Thor had almost forgotten about the strange things he’d been seeing since he’d arrived. He hadn’t even thought to ask Loki about them, even as he was looking through his pale Aes visage at the Jotunn underneath. “I see our parents as I knew them, and I see them as they once were. I see both at the same time.”

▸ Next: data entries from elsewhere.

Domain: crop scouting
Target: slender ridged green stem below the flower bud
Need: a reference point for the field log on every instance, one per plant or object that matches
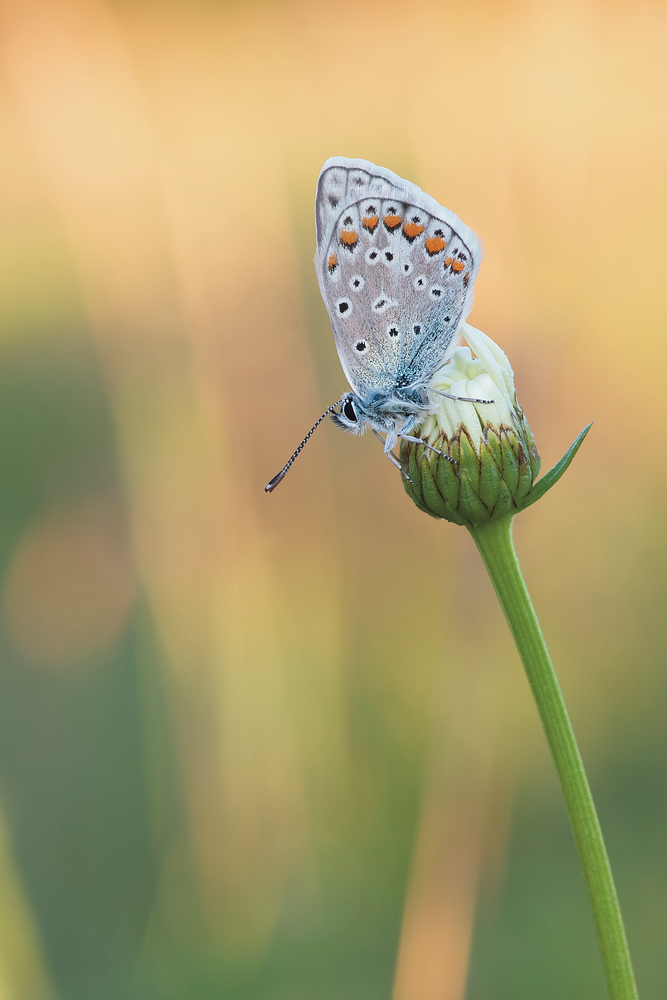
(494, 541)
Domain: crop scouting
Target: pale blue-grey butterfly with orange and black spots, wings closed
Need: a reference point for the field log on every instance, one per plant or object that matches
(396, 271)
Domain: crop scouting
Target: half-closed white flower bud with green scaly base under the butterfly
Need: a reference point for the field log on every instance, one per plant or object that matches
(485, 462)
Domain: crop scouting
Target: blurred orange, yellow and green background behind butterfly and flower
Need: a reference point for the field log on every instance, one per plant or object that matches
(281, 747)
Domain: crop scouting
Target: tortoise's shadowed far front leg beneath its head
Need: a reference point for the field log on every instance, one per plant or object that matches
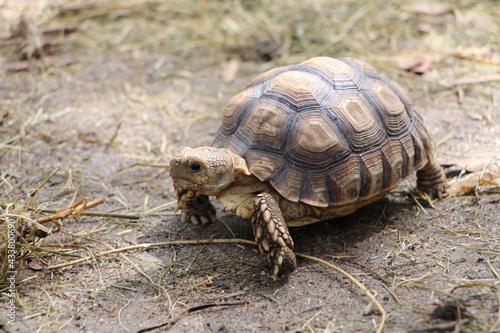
(196, 207)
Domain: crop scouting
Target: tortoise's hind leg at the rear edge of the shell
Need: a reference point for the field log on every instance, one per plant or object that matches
(431, 179)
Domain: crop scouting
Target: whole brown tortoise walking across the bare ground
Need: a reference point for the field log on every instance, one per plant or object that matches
(306, 143)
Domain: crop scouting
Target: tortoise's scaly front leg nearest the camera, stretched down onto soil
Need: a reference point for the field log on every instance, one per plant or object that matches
(271, 233)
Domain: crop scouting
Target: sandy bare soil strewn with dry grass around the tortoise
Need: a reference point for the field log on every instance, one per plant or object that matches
(113, 89)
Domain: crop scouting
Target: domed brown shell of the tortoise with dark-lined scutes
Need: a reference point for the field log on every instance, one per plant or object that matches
(325, 131)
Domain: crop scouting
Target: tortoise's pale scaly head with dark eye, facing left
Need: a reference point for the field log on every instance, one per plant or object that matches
(207, 170)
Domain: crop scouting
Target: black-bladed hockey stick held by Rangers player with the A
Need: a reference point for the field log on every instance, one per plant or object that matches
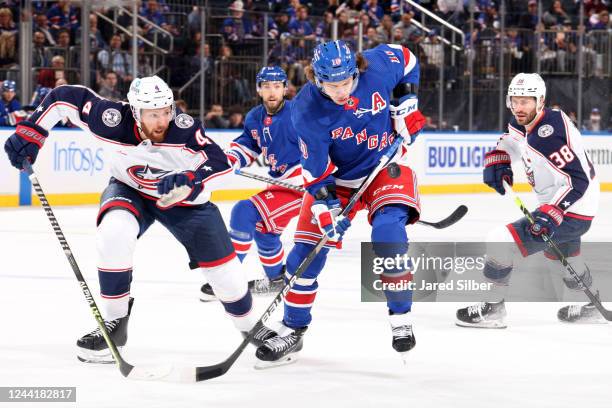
(208, 372)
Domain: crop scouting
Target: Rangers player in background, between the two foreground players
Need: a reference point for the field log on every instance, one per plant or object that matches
(268, 131)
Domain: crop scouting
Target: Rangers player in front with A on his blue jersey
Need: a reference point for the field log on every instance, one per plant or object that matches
(346, 117)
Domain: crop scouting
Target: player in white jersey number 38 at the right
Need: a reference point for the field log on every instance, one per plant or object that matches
(564, 180)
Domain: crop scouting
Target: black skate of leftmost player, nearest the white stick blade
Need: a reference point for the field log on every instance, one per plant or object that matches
(92, 347)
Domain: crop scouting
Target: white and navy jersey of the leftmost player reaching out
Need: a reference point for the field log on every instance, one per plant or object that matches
(136, 162)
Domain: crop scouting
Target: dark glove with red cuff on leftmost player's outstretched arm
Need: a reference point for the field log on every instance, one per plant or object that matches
(25, 143)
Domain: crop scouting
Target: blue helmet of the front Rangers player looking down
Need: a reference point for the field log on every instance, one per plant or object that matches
(334, 61)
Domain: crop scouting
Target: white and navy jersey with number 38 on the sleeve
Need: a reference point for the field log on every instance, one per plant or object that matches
(555, 161)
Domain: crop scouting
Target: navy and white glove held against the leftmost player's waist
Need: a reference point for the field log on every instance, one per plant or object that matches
(179, 187)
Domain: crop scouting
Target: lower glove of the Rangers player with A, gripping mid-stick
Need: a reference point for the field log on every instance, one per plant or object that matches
(325, 210)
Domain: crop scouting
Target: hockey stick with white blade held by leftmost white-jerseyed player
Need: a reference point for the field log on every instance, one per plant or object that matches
(127, 370)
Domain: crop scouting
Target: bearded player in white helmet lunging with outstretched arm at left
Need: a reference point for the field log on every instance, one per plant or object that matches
(163, 169)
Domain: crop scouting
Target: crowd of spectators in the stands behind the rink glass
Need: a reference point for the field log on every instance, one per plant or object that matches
(235, 30)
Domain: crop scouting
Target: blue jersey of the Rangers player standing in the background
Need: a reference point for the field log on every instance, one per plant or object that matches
(274, 137)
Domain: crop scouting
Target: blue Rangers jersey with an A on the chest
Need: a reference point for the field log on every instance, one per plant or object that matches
(349, 140)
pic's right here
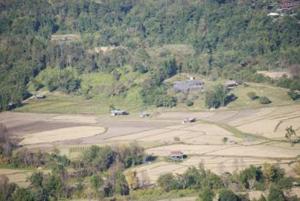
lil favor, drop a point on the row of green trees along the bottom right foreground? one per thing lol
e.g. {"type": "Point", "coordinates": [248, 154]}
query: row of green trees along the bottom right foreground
{"type": "Point", "coordinates": [269, 177]}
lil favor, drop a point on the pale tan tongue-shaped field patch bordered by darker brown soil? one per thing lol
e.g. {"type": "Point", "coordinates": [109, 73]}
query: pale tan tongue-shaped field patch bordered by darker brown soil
{"type": "Point", "coordinates": [62, 134]}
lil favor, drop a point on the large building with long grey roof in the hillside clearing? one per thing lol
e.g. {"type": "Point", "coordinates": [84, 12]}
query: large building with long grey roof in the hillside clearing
{"type": "Point", "coordinates": [188, 85]}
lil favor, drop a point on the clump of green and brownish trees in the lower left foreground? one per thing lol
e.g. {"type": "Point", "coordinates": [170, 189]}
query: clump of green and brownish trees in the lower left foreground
{"type": "Point", "coordinates": [100, 168]}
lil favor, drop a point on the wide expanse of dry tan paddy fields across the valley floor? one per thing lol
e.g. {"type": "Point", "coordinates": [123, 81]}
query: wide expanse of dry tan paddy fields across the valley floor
{"type": "Point", "coordinates": [254, 136]}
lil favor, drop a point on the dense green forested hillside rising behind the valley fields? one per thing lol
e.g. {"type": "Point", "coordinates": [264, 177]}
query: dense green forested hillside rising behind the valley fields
{"type": "Point", "coordinates": [220, 38]}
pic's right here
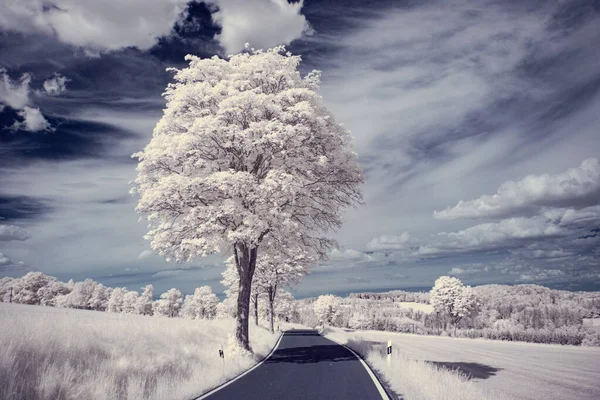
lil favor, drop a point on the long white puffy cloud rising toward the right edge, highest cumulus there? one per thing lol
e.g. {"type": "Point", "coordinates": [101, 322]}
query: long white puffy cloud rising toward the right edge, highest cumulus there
{"type": "Point", "coordinates": [575, 187]}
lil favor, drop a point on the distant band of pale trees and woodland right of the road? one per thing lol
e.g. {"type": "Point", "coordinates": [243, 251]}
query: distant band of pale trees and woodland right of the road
{"type": "Point", "coordinates": [529, 313]}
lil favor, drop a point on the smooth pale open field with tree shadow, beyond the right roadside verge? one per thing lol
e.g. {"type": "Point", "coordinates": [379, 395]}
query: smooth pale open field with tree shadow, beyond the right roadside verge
{"type": "Point", "coordinates": [523, 371]}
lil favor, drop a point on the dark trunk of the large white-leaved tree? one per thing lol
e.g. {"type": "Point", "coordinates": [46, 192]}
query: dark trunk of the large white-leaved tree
{"type": "Point", "coordinates": [245, 258]}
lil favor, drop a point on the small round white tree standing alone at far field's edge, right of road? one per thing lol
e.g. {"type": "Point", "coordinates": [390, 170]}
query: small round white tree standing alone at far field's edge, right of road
{"type": "Point", "coordinates": [451, 298]}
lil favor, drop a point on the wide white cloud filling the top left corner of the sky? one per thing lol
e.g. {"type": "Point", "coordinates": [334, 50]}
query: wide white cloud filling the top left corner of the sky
{"type": "Point", "coordinates": [92, 24]}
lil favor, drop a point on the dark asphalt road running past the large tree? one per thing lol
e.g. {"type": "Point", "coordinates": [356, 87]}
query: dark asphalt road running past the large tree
{"type": "Point", "coordinates": [304, 366]}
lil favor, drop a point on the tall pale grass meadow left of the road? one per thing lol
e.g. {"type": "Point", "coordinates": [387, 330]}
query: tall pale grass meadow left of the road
{"type": "Point", "coordinates": [61, 354]}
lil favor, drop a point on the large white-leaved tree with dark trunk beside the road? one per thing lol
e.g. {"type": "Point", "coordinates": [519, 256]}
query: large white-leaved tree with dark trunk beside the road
{"type": "Point", "coordinates": [246, 151]}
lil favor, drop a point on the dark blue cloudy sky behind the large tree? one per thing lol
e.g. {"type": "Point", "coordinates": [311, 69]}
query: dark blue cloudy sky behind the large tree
{"type": "Point", "coordinates": [476, 122]}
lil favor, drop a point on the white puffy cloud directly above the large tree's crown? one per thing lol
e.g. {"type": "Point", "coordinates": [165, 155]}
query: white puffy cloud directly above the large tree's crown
{"type": "Point", "coordinates": [262, 23]}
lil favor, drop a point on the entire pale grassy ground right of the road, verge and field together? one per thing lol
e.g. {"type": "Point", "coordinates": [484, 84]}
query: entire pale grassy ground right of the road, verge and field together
{"type": "Point", "coordinates": [457, 368]}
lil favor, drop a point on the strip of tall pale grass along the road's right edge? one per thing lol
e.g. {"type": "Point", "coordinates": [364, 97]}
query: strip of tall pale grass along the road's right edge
{"type": "Point", "coordinates": [412, 379]}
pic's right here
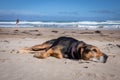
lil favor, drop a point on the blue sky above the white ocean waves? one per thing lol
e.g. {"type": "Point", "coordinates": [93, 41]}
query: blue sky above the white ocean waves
{"type": "Point", "coordinates": [60, 10]}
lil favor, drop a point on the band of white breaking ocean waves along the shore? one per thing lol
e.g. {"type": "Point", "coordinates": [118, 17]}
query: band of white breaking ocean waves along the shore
{"type": "Point", "coordinates": [103, 25]}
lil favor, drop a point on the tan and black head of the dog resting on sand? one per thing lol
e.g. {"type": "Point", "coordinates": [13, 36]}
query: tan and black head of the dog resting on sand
{"type": "Point", "coordinates": [90, 52]}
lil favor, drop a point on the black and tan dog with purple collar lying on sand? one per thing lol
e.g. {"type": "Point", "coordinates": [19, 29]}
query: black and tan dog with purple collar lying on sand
{"type": "Point", "coordinates": [67, 47]}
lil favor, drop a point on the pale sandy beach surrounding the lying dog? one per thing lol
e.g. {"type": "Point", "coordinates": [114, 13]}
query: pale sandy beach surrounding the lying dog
{"type": "Point", "coordinates": [17, 66]}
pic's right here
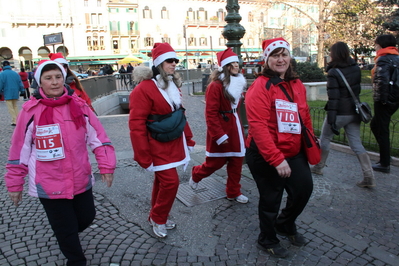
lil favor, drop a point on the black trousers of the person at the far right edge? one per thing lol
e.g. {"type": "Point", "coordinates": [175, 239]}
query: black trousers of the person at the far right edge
{"type": "Point", "coordinates": [380, 127]}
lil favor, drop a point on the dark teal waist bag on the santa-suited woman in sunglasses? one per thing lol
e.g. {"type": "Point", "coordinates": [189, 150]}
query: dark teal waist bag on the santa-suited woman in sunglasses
{"type": "Point", "coordinates": [167, 127]}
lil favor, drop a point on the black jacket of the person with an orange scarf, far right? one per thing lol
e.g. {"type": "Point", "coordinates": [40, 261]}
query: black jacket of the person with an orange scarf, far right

“Yes, you’re seeing them in their Aes prime, and you’re seeing your memory of them. It’s a trick of this place, meant to help comfort the newly dead with the familiar. Eventually, the memory will fade and you will only see them as their younger selves. Those I knew in life once saw my shade, like you do now. Now, they only see me as I would have appeared in the prime of my Jotunn life. It will happen to you as well. You’ll look upon me and see nothing but a pretty Jolunn runt, begging you for its life.”

“I will not.”

“You will. It's happening to your Father. He’s come quite close to… taking part.” When he saw the look of horror on Thor’s face, Loki quietly added. “He hasn’t, yet. This place… endless pleasure is not what Aes warriors are built for. Valhalla had a point, once – to prepare for Ragnarok. Well, Ragnarok happened and was over before any of them sobered up enough to give a damn. They might’ve felt bad about it for a bit, but then Thanos sent half of Asgard here and that was forgotten, they had more celebrations and hunted more Jotunn and forgot about everything. There’s nothing left for them to do.”